Por eso Freud, a pesar de sus esquemas doctrinales, recomienda en todo


momento la atención flotante en las interpretaciones; para no encariñarse
con una interpretación determinada ni insistir dogmáticamente en algo, que
puede no ser cierto, sino estar dispuesto a abandonar constantemente toda
hipótesis formulada, dando acogida a un material simpre nuevo y que puede
modificar los supuestos de que se partía. Es exactamente lo que hace la
ciencia.

Pero no sólo lo «reprimido» y lo básico en la neurosis es ignorado por el


sistema de conceptos del paciente, o por sus palabras, sino que todo lo real
lo es (precisamente lo que para el Inconsciente y su movilización hace al
caso). Por eso hay que tender constantemente a sobrepasar los conceptos y
las palabras y, allí donde terminan y se extiende la nada (conceptual y
verbal), en el «reborde» de la palabra y de la expresión (y hasta de la
razón), dar el salto a lo propiamente real sobre los mecanismos
inconscientes que condicionan una deformación neurótica o psicótica.

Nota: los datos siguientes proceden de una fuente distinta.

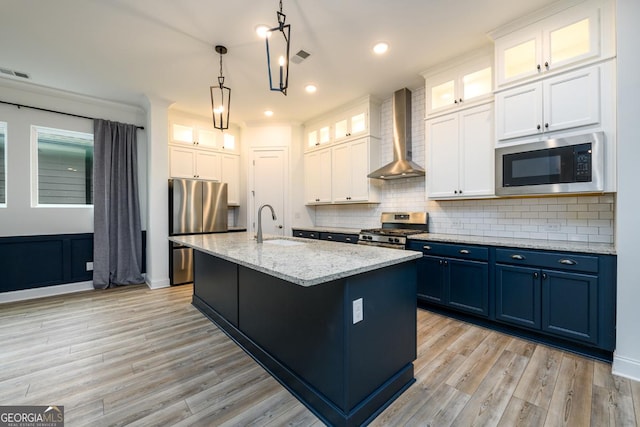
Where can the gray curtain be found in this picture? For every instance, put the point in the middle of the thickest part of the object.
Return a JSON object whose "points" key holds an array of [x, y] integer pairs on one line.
{"points": [[117, 235]]}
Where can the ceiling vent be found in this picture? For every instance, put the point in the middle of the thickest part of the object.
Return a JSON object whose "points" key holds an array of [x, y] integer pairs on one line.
{"points": [[14, 73], [300, 56]]}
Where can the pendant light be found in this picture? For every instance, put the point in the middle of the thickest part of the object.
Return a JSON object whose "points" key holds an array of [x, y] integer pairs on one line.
{"points": [[278, 53], [220, 98]]}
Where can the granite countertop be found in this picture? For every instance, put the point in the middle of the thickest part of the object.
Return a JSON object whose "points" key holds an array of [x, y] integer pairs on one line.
{"points": [[552, 245], [342, 230], [305, 262]]}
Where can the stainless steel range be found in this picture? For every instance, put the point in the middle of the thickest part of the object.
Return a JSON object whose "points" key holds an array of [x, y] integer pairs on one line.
{"points": [[396, 226]]}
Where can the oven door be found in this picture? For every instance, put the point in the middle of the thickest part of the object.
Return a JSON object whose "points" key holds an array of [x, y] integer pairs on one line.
{"points": [[381, 244]]}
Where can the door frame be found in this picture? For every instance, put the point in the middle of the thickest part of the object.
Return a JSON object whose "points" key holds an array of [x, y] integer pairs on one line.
{"points": [[251, 207]]}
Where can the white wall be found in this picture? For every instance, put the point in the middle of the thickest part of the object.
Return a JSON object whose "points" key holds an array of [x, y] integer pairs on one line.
{"points": [[627, 355], [18, 218]]}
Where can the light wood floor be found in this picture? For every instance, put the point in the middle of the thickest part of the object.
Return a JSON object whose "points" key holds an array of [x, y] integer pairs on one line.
{"points": [[132, 356]]}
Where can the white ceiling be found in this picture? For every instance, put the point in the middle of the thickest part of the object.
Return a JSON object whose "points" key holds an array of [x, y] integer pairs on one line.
{"points": [[122, 50]]}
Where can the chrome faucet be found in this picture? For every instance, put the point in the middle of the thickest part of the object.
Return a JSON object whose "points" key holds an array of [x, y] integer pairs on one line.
{"points": [[273, 215]]}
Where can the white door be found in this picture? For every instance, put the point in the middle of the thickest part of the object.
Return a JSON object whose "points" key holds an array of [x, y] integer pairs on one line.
{"points": [[269, 187]]}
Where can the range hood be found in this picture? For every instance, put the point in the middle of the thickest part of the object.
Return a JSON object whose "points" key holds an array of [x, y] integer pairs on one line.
{"points": [[402, 166]]}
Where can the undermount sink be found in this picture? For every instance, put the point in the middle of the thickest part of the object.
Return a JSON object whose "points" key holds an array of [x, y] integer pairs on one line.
{"points": [[283, 242]]}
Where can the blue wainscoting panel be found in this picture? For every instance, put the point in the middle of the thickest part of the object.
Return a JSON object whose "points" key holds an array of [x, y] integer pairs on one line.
{"points": [[28, 262]]}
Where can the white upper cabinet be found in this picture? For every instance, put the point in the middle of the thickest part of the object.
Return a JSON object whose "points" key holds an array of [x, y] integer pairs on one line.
{"points": [[572, 37], [351, 162], [460, 154], [354, 120], [317, 176], [189, 163], [460, 86], [564, 101]]}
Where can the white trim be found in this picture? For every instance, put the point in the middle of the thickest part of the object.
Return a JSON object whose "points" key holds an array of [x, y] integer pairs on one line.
{"points": [[625, 367], [27, 294], [157, 284]]}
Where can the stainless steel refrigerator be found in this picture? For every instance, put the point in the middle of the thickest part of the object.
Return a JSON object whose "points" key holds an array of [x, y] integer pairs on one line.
{"points": [[195, 207]]}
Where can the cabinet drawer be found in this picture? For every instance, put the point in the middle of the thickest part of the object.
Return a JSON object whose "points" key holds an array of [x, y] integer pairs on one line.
{"points": [[339, 237], [306, 234], [449, 250], [555, 260]]}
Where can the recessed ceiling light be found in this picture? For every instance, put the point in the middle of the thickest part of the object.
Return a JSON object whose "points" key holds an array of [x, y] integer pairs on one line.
{"points": [[262, 31], [380, 48]]}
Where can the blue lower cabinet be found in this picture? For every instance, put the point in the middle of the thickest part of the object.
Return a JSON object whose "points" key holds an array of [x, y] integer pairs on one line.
{"points": [[461, 284], [566, 299], [569, 305], [518, 296]]}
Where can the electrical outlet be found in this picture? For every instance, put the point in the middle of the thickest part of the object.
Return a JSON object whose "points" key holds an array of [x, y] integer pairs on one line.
{"points": [[552, 227], [358, 314]]}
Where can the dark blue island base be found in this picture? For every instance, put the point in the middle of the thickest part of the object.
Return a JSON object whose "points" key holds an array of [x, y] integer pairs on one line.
{"points": [[305, 337]]}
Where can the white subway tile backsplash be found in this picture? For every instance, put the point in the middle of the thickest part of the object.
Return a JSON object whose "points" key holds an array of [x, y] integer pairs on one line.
{"points": [[574, 218]]}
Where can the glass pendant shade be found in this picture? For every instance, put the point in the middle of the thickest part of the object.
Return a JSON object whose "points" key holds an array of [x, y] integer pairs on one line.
{"points": [[278, 42], [220, 98]]}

Para ello, más que quedarse prendido en lo que se dice o en lo que se


manifiesta, hay que cultivar la paradoja e ir a contrapelo de lo manifiesto y
buscar más la sombra y el negativo (o el hueco) que van describiendo,
inconscientemente y a pesar suyo, las verbalizaciones positivas del paciente
y de su situación analítica. Saltar de lo explícito a lo implícito, de lo emitido
a lo omitido, de lo dado a lo reservado, de lo confesado a lo inconfesado,
negándolo dialécticamente en cuanto explícito, emitido, dado y confesado,
para provocar el verdadero contenido real que, a la vez, se quiere manifestar
y se quiere ocultar.

No es lo efectivo lo que el paciente dice, sino lo que se desprende de la


totalidad de la relación y de la situación analíticas: trasferencia, gestos,
postura, afectos, resistencias, deseos, actos fallidos (como olvidar la hora o
venir a hora distinta, olvidar los sueños o equivocar las palabras), y estas
mismas palabras.

La curación, no lo olvidemos, consiste en devolver (o alumbrar por vez


primera) la libertad al paciente (es decir, su autoposesividad
autoidentificada, dinámica y elástica), enfocándola hacia la realidad integral
(con sus lados positivos y negativos, incluso los propios del paciente, como
defectos físicos o circunstancias desfavorables que no se puedan
transformar), una realidad que le ha sido devuelta u otorgada gracias al
desmontaje concienciativo de su sistema conceptual de defensas, motivado
por el miedo infantil. Libertad frente a la Realidad (y no «desrepresión» o
«capacidad de orgasmo», o «adaptabilidad» social), a la Realidad objetiva,
plenamente enfocada y aceptada, he aquí lo esencial.